Fear is a natural reaction to moving closer to the truth. -Pema Chodron
This post is scary for me to write. I’m scared that I will say the wrong thing. I’m scared that I will put my foot in my mouth. I’m scared that I will offend people of color. I’m scared that by writing at all right now I am taking up space that would be better used to amplify the Black voices that need to be heard. I am still trying to figure out my role in this movement. But I am writing this because, while I understand that I have not experienced centuries of oppression, it is my responsibility to publicly and loudly proclaim my support for communities of color. It’s time for me to deeply examine my own blind spots and to push against my desire to remain in my protected bubble. And it’s time for me to engage in the change that is so desperately needed in order for our country to become, someday, a just and equitable place for everyone.
As the protests against the murders of George Floyd, Ahmaud Arbery, Breonna Taylor and countless other Black people have been taking place throughout the country and around the world, I’ve been watching my three kids to see how they are responding. They are dealing with their grief and rage over these horrifying killings in different ways. One daughter feels dark and cynical about the state of the world. On a recent morning she didn’t get out of bed, hiding under her covers for hours. When she finally emerged she was quiet. Her twin ties herself up into knots of sadness and anxiety. She had a panic attack before bed the other night, hyperventilating, her eyes unable to focus. I held her as she worked to slow her breathing and reground herself. Our 17-year-old son often escapes into video games when faced with pain, so I cornered him yesterday and asked him how he was processing everything. “I feel good about it,” he responded, and my head nearly exploded. How could he think anything about this situation is good?? But instead of jumping to conclusions, I took a breath and asked, “What are you feeling good about? Tell me more.” “I think that George Floyd’s death might be the thing that finally wakes people up. Something feels different this time. I’m hopeful.” He sees this as a turning point. And I hope he’s right. We have needed a sea change since before our country was even founded.

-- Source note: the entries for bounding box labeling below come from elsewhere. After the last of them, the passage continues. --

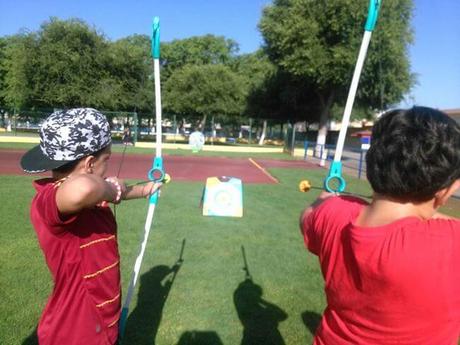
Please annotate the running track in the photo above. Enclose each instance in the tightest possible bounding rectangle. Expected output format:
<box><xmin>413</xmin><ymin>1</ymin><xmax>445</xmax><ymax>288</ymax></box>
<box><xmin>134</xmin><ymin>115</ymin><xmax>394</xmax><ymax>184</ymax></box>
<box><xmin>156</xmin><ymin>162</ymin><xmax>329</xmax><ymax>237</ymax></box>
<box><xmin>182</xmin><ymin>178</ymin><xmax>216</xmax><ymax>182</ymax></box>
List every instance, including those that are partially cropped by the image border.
<box><xmin>0</xmin><ymin>149</ymin><xmax>319</xmax><ymax>183</ymax></box>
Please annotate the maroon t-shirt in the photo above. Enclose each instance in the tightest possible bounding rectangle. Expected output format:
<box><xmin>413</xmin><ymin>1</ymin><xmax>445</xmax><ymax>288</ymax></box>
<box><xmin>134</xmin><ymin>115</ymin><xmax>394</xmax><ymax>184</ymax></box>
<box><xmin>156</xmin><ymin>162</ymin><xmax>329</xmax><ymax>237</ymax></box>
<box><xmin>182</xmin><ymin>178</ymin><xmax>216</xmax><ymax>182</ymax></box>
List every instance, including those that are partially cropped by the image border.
<box><xmin>302</xmin><ymin>197</ymin><xmax>460</xmax><ymax>345</ymax></box>
<box><xmin>31</xmin><ymin>179</ymin><xmax>121</xmax><ymax>345</ymax></box>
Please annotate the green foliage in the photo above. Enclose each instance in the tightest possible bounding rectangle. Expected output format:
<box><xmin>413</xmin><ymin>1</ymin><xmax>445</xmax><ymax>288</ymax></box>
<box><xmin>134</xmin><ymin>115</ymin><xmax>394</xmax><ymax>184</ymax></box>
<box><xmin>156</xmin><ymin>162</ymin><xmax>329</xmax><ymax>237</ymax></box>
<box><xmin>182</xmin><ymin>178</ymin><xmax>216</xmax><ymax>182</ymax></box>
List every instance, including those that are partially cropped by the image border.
<box><xmin>259</xmin><ymin>0</ymin><xmax>414</xmax><ymax>121</ymax></box>
<box><xmin>161</xmin><ymin>35</ymin><xmax>239</xmax><ymax>79</ymax></box>
<box><xmin>163</xmin><ymin>65</ymin><xmax>244</xmax><ymax>116</ymax></box>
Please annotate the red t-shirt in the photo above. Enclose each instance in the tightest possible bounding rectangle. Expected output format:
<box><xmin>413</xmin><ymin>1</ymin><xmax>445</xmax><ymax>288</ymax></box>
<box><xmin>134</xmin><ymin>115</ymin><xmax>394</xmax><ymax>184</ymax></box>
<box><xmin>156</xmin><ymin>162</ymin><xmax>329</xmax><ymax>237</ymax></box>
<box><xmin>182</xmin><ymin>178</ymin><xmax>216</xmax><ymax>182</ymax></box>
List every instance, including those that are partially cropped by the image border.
<box><xmin>302</xmin><ymin>197</ymin><xmax>460</xmax><ymax>345</ymax></box>
<box><xmin>31</xmin><ymin>179</ymin><xmax>121</xmax><ymax>345</ymax></box>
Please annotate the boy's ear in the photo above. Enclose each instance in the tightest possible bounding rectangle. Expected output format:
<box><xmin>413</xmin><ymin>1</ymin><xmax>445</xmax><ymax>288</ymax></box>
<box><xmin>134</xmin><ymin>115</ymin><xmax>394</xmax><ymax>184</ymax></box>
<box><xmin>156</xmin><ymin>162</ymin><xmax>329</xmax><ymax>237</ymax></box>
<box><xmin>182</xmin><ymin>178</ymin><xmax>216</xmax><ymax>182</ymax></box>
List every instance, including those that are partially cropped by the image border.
<box><xmin>83</xmin><ymin>155</ymin><xmax>95</xmax><ymax>174</ymax></box>
<box><xmin>434</xmin><ymin>179</ymin><xmax>460</xmax><ymax>207</ymax></box>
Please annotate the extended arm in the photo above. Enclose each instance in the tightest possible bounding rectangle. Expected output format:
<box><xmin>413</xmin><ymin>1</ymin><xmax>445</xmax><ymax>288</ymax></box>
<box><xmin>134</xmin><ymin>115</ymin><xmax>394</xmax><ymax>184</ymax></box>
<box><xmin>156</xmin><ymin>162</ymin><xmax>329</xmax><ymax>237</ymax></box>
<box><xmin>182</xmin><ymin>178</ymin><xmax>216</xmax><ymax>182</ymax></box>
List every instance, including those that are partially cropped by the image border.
<box><xmin>56</xmin><ymin>174</ymin><xmax>161</xmax><ymax>215</ymax></box>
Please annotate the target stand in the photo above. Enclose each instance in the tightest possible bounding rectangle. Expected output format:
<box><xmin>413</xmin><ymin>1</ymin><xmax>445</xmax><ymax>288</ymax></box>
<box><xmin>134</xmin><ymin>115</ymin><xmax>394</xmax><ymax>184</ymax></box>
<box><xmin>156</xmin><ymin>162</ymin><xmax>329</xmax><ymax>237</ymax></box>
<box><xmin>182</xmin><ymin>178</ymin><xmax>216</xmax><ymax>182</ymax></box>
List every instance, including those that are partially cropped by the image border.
<box><xmin>203</xmin><ymin>176</ymin><xmax>243</xmax><ymax>217</ymax></box>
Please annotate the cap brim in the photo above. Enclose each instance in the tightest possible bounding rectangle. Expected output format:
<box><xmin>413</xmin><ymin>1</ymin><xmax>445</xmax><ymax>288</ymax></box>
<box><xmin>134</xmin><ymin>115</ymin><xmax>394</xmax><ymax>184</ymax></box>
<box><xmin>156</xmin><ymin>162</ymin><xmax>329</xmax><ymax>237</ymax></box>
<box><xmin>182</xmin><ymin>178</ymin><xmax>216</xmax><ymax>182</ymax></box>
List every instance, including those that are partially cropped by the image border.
<box><xmin>21</xmin><ymin>145</ymin><xmax>71</xmax><ymax>174</ymax></box>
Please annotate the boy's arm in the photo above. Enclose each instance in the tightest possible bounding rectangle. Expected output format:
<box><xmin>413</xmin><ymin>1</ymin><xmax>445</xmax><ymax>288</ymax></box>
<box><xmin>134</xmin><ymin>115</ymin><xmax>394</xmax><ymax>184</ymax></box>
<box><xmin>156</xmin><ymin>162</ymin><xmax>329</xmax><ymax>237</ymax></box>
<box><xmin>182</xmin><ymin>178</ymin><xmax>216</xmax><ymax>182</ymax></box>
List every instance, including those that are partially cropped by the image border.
<box><xmin>299</xmin><ymin>191</ymin><xmax>335</xmax><ymax>231</ymax></box>
<box><xmin>56</xmin><ymin>174</ymin><xmax>161</xmax><ymax>215</ymax></box>
<box><xmin>56</xmin><ymin>174</ymin><xmax>124</xmax><ymax>215</ymax></box>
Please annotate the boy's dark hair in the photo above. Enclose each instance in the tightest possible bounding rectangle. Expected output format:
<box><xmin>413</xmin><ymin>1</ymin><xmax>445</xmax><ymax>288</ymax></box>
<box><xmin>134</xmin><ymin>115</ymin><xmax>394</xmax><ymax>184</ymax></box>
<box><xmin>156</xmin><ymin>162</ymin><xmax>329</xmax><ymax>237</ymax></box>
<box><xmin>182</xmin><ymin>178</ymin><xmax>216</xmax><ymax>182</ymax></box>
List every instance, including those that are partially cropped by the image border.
<box><xmin>52</xmin><ymin>146</ymin><xmax>107</xmax><ymax>174</ymax></box>
<box><xmin>366</xmin><ymin>107</ymin><xmax>460</xmax><ymax>202</ymax></box>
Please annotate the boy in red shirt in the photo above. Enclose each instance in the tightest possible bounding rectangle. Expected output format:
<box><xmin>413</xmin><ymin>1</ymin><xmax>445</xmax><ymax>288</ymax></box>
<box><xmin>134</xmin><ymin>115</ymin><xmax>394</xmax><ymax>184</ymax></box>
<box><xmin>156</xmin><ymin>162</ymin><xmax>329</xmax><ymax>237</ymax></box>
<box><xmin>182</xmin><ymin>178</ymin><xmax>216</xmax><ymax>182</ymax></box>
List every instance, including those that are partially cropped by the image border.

A few days ago my daughter Ellie and I attended a Black Lives Matter protest and solidarity march in predominantly white, mostly segregated Marin County in Northern California. At the end of the march several of the organizers spoke. One young man thanked the white people in attendance for coming out in support but wondered why it took us so long. I have been asking myself the same question. Why did I let myself hide from this? I think the most honest answer is because I could. Because it was easier and less painful than facing the depth and breadth of the suffering all around me. Because I didn’t want to sacrifice my own comfort by closely examine my white privilege. And because I convinced myself that if I was a good person and treated people well I could continue to look the other way, and that somehow, magically, our country would become more equitable and just without my active engagement.
I wish it hadn’t taken so long for me to open my eyes. I am sorry that I was asleep, and I am grateful to be awakening. I see more clearly my responsibility to use my privilege for good. I will continue to educate myself and know that my learning will be lifelong. I am committed to examining my own inherited biases and having conversions with my family and friends. I understand that my job is to listen to, learn from and amplify the Black voices that are leading this movement, and to become an active participant in creating change.